# Running Dogs



## hunter52 (Dec 16, 2005)

How do you guys run your dogs in the Summertime? I know not to do it during the heat of the day, just wondering how you guys do it.


----------



## Habitat Hugger (Jan 19, 2005)

Go early in the morning out of town on a side road when it is still cool with the bike and dogs and have at it. Keeps them, and hopefully me, in better shape. Evenings can be a good time, too. Be sure to take water for the dogs, and you.


----------



## always_outdoors (Dec 17, 2002)

I too use a moutain bike. typically try to do 4-5 miles every night.
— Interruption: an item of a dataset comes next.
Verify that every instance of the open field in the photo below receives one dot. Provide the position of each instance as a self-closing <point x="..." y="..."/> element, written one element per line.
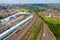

On hotter days I will walk (1-2 miles) followed by 45-60 minutes of water workouts. Letting them run around in the water and doing retrieves and sometimes we even do a swim together out on the lake. Keeps them cool all while wearing them out.


----------



## lvmylabs (Jan 23, 2006)

2 miles in the morning, and two more miles at dusk at least 5 days a week (also helps me stay in shape). If it is really hot out, I will play with the dog in the water. Swimming the dogs is a great way for them to work out in the summer. Trouble is getting the out of the water.


----------



## Mallard Island (Mar 5, 2006)

I go early in the morning, training with dummies,handling obedience etc. I alternate days of swimming and land work. walking to and from training areas so they get at least an hours combined time of work. We go 6 days a week 52 weeks a year it helps keep me active also. Watch the green water in the sloughs as it will make the dogs sick during the summer. I am 3 miles from the lake so they swim in clean water.[/img]


----------



## NDTerminator (Aug 20, 2003)

I don't run them per se, but I train at least twice a day, and take them on at least one walk of 1-2 miles on the gravel road I live on. During this walk I throw a few bumpers, and they get to run the CRP and swim sloughs to their heart's content.

The road work on the gravel keeps their pads tough, and in their labby enthusiasm, they put on a lot more distance running and swimming than just that travelled on the road...


----------



## honkbuster3 (Jan 11, 2006)

When I am doing stuff on our ranch I am driving my pick-up around and I let my dog run by the truck, he usaully finds a rabbit to chase and he gets about double the distance I drive. He can do that all day, he really likes it. :beer:


----------